FTC Orders an End to Illegal Mastercard Business Tactics and Requires it to Stop Blocking Competing Debit Card Payment Networks
On December 23, the Federal Trade Commission (FTC), in a 4-0 vote, ordered Mastercard to start providing competing payment networks with the customer account information they need to process debit payments, alleging that the company has violated the Durbin Amendment and federal regulations.
According to the FTC, Mastercard has allegedly been using its control over the tokenization process to keep competing networks out of the e-commerce debit payment business, in violation of provisions of the 2012 Dodd-Frank Act known as the Durbin Amendment and its implementing rule, Regulation II. Generally, the Durbin Amendment requires banks to enable at least two unaffiliated networks on every debit card and prohibits payment card networks from inhibiting merchants from using other networks.
E-commerce transactions that involve payment cards in e-wallets often replace the cardholder’s primary account number with a different number, known as a token, and store that number in the e-wallet. This “tokenization” process aims to protect the primary account number during certain stages of the transaction, as well as to reduce fraud. When a debit cardholder makes a debit purchase using an e-wallet, the merchant receives the token from the cardholder’s device and sends it to the merchant’s bank. The merchant’s bank then sends the token to a payment card network for processing, which converts it to the associated primary account number (PAN).
With respect to Mastercard-branded debit cards in e-wallets, not only does Mastercard’s policy require that a token be used, but banks that issue such cards also nearly universally use Mastercard to generate the tokens and store the corresponding PANs, according to the FTC. As a result, the FTC alleged that merchants are dependent on Mastercard to convert the token to process e-wallet transactions using Mastercard-branded debit cards, because competing payment networks do not have access to the tokens stored by Mastercard. The FTC also alleged that Mastercard refused to provide conversion services to competing payment networks for e-wallet debit transactions conducted online and in apps (rather than in person), making it impossible for merchants to route e-wallet transactions on any network other than Mastercard.

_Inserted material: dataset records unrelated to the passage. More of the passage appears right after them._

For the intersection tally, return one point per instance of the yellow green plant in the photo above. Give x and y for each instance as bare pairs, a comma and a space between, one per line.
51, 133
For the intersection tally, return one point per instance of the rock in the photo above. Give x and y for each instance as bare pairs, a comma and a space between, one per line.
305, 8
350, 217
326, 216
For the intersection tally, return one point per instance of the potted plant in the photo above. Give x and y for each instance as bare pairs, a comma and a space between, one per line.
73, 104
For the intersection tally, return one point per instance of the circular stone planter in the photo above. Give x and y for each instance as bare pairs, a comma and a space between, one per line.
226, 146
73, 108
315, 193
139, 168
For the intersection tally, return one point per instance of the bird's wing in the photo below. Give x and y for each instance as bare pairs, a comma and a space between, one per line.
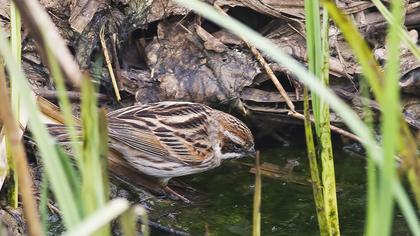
164, 131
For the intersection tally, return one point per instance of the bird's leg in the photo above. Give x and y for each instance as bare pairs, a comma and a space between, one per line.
164, 183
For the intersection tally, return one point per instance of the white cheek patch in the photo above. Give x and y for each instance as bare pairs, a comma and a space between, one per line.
233, 137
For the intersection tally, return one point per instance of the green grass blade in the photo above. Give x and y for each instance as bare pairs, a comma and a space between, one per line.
372, 206
314, 51
93, 183
59, 182
390, 120
16, 43
314, 167
65, 106
256, 215
349, 117
100, 218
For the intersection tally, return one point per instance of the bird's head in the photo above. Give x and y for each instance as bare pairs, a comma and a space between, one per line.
236, 138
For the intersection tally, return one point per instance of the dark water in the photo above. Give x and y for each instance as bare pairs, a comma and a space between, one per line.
224, 206
287, 207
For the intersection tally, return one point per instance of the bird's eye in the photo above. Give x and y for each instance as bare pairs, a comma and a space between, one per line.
237, 146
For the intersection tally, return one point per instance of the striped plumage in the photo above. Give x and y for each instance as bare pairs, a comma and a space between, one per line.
169, 139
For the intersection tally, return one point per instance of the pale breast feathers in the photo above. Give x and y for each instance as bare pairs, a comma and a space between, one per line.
175, 131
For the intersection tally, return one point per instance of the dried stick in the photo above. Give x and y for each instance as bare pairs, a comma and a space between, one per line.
283, 93
109, 64
266, 67
24, 178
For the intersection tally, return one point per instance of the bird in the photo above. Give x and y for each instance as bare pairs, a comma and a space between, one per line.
171, 139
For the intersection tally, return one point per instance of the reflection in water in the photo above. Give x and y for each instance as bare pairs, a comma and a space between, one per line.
287, 204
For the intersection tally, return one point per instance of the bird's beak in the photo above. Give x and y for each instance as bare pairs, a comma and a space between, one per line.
251, 152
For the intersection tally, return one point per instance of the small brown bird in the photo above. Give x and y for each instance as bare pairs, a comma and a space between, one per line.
170, 139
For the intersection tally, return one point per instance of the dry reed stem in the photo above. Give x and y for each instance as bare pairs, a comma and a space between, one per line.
266, 67
283, 93
109, 64
44, 31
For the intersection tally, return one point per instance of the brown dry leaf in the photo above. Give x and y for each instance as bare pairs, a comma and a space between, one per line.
185, 70
82, 12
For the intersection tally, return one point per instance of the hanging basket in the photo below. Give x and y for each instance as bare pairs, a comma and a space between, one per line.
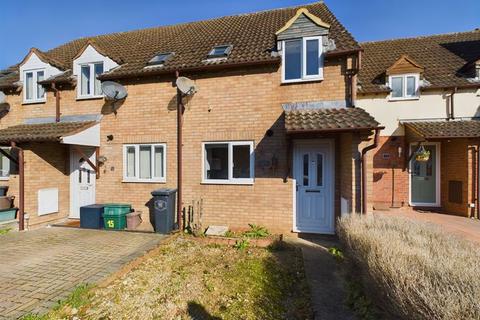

Under the FTC’s proposed order, if a competing network receives a token to process a debit card payment, Mastercard is required to provide that network with the customer’s PAN that corresponds to the token. The order also prohibits Mastercard from taking any action that prevents other payment networks from providing their own tokens or tokenization services.
The proposed order is subject to a 30-day public comment period, after which the FTC will decide whether to make it final. The FTC’s statement on its proposed order didn’t say whether it had reached a similar agreement with Visa.